Um der Wahrheit die Ehre zu geben: es war nicht allein die Suche nach Objektivität im Schwagervergleich, die mich so beharrlich zum Anruf beim Vorgänger Wenzels drängte. Vielmehr gedachte ich ihm in einer Angelegenheit unauffällig den Zahn zu betasten, von der ich kürzlich eher zufällig Kenntnis erlangte und die mich seitdem, zugegeben, nicht wenig beschäftigte.
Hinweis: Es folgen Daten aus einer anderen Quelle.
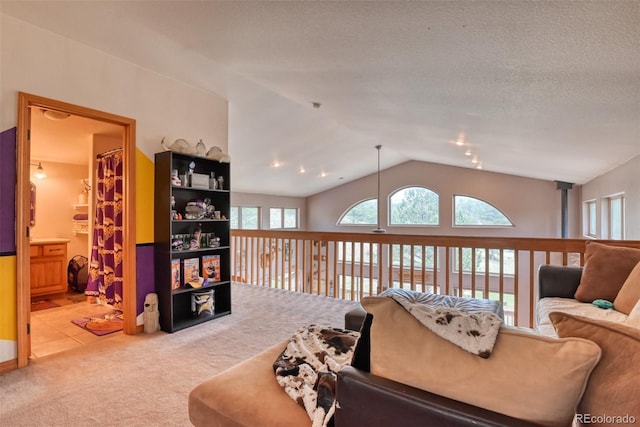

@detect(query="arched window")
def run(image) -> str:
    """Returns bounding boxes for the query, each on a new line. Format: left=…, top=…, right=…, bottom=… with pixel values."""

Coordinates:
left=453, top=196, right=513, bottom=227
left=338, top=199, right=378, bottom=225
left=389, top=187, right=440, bottom=225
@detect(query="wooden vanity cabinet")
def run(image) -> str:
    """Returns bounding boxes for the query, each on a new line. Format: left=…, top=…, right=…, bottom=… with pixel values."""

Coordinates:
left=30, top=243, right=68, bottom=297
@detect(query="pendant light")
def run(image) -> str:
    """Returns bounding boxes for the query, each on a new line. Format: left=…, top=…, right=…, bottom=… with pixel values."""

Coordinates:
left=31, top=162, right=47, bottom=179
left=373, top=145, right=387, bottom=233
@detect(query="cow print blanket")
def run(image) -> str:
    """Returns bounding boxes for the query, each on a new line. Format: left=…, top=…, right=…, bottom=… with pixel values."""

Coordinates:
left=389, top=293, right=502, bottom=359
left=273, top=325, right=360, bottom=427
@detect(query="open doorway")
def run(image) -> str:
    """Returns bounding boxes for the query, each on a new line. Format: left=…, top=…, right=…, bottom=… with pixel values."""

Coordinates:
left=16, top=93, right=137, bottom=367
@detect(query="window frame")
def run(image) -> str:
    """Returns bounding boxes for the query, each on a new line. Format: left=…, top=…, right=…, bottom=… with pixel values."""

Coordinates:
left=336, top=197, right=378, bottom=227
left=269, top=206, right=300, bottom=230
left=606, top=193, right=625, bottom=240
left=582, top=199, right=598, bottom=239
left=229, top=206, right=262, bottom=230
left=451, top=194, right=516, bottom=228
left=387, top=185, right=441, bottom=227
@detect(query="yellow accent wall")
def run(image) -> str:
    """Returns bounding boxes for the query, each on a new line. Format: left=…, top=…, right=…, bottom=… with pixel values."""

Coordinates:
left=136, top=148, right=154, bottom=244
left=0, top=255, right=18, bottom=341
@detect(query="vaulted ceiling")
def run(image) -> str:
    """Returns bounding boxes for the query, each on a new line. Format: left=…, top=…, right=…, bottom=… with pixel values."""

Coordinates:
left=0, top=0, right=640, bottom=196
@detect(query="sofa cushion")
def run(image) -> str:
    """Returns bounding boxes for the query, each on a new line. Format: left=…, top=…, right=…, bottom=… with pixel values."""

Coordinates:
left=613, top=262, right=640, bottom=314
left=362, top=297, right=600, bottom=426
left=624, top=301, right=640, bottom=329
left=535, top=298, right=627, bottom=338
left=189, top=341, right=311, bottom=427
left=550, top=313, right=640, bottom=425
left=575, top=241, right=640, bottom=302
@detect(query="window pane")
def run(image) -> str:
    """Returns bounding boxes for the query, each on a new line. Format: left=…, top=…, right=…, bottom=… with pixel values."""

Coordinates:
left=389, top=187, right=440, bottom=225
left=453, top=196, right=513, bottom=226
left=230, top=206, right=238, bottom=228
left=269, top=208, right=282, bottom=228
left=587, top=202, right=597, bottom=236
left=284, top=209, right=298, bottom=228
left=241, top=207, right=259, bottom=230
left=609, top=197, right=623, bottom=240
left=338, top=199, right=378, bottom=225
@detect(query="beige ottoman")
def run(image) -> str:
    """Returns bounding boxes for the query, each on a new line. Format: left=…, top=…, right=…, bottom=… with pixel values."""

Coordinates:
left=189, top=341, right=311, bottom=427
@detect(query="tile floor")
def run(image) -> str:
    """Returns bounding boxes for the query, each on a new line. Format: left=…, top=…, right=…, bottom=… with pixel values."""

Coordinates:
left=31, top=301, right=123, bottom=359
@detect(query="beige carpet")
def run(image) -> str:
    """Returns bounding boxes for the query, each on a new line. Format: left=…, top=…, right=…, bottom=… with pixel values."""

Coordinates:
left=0, top=284, right=356, bottom=427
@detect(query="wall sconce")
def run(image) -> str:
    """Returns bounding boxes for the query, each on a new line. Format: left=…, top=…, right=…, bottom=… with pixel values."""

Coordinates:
left=31, top=162, right=47, bottom=179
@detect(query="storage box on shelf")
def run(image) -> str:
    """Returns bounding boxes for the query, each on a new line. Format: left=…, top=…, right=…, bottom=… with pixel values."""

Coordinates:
left=154, top=151, right=231, bottom=332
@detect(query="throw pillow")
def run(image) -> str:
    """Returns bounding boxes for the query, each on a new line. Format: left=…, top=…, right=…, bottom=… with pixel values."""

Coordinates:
left=574, top=241, right=640, bottom=302
left=613, top=262, right=640, bottom=314
left=362, top=297, right=600, bottom=426
left=549, top=312, right=640, bottom=425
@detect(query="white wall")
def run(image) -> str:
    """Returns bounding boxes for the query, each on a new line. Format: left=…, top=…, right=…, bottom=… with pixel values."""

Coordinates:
left=581, top=154, right=640, bottom=240
left=0, top=15, right=228, bottom=159
left=306, top=161, right=579, bottom=237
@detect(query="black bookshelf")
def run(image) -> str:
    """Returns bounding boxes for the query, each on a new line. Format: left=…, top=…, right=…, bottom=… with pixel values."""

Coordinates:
left=154, top=151, right=231, bottom=332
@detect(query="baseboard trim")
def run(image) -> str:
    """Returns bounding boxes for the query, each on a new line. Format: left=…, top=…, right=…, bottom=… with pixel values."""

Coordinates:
left=0, top=359, right=18, bottom=374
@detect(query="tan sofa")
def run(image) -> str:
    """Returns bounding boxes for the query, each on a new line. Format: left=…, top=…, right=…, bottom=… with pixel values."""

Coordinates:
left=189, top=244, right=640, bottom=427
left=189, top=341, right=311, bottom=427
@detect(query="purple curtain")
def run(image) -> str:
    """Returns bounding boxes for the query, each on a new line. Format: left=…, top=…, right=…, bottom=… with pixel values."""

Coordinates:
left=85, top=150, right=123, bottom=309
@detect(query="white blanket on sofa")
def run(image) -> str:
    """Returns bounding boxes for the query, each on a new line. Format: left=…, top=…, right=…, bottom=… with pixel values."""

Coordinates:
left=389, top=294, right=502, bottom=358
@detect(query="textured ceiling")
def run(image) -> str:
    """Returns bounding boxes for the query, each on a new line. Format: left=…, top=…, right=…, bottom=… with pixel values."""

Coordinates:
left=0, top=1, right=640, bottom=196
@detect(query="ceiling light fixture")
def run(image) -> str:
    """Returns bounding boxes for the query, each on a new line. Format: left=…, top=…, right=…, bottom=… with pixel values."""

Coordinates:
left=31, top=162, right=47, bottom=179
left=372, top=145, right=387, bottom=233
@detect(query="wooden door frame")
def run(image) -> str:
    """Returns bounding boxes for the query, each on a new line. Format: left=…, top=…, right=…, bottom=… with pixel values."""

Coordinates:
left=16, top=92, right=137, bottom=368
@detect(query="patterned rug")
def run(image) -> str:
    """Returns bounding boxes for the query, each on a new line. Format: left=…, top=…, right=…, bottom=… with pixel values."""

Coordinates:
left=71, top=310, right=123, bottom=336
left=31, top=299, right=60, bottom=311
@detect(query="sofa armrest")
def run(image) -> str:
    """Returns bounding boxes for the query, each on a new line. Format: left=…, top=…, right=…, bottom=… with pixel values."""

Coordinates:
left=538, top=265, right=582, bottom=298
left=334, top=366, right=536, bottom=427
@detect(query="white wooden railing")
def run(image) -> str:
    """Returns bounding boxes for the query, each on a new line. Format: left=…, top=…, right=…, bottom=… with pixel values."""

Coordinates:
left=231, top=230, right=640, bottom=327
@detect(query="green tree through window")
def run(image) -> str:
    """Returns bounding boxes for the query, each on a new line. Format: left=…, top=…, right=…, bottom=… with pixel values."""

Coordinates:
left=453, top=196, right=513, bottom=226
left=389, top=187, right=440, bottom=225
left=338, top=199, right=378, bottom=225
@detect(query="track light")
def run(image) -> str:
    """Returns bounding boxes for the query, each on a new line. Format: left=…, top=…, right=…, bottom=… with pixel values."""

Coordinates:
left=31, top=162, right=47, bottom=179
Herr Egbert Reißmüller nämlich, trotz seiner relativ jungen Jahre schon als Privatier mit einem unerschöpflichen Vorrat an Zeit und Muße in unserem Viertel agierend, hatte mir unter Einfluss mehrerer doppelt eingeschenkter Weinbrände nebst den dazu gehörenden Bieren am Tresen der von uns gern besuchten Gastwirtschaft Marieneck streng vertraulich Mitteilung davon gemacht, dass Paul Landmann vor nicht langer Zeit ein mehr als eindeutiges Verhältnis mit einer Person weiblichen Geschlechts namens Kathrin gehabt habe, die, so Reißmüller, von jedermann allerdings nur Muschi genannt werde und rappeldürr sein soll. Das allein wäre noch nicht der Beachtung wert, wohl aber der Umstand, dass besagte Muschi respektive Kathrin vor der Beziehung mit dem Altschwager ein ebenso unzweideutiges Verhältnis mit dessen Nachfolger Wenzel Wiener gehabt habe, und zwar zu einem Zeitpunkt, als Landmann noch in trauter Zweisamkeit mit meiner Gattinschwester sich befand, die ja, wie schon erwähnt, nachdem sie ihm dann den Laufpass gegeben, bzw. aus der bis dato gemeinsam bewohnten Behausung geschmissen hatte, nunmehr mit Wiener fest liiert war.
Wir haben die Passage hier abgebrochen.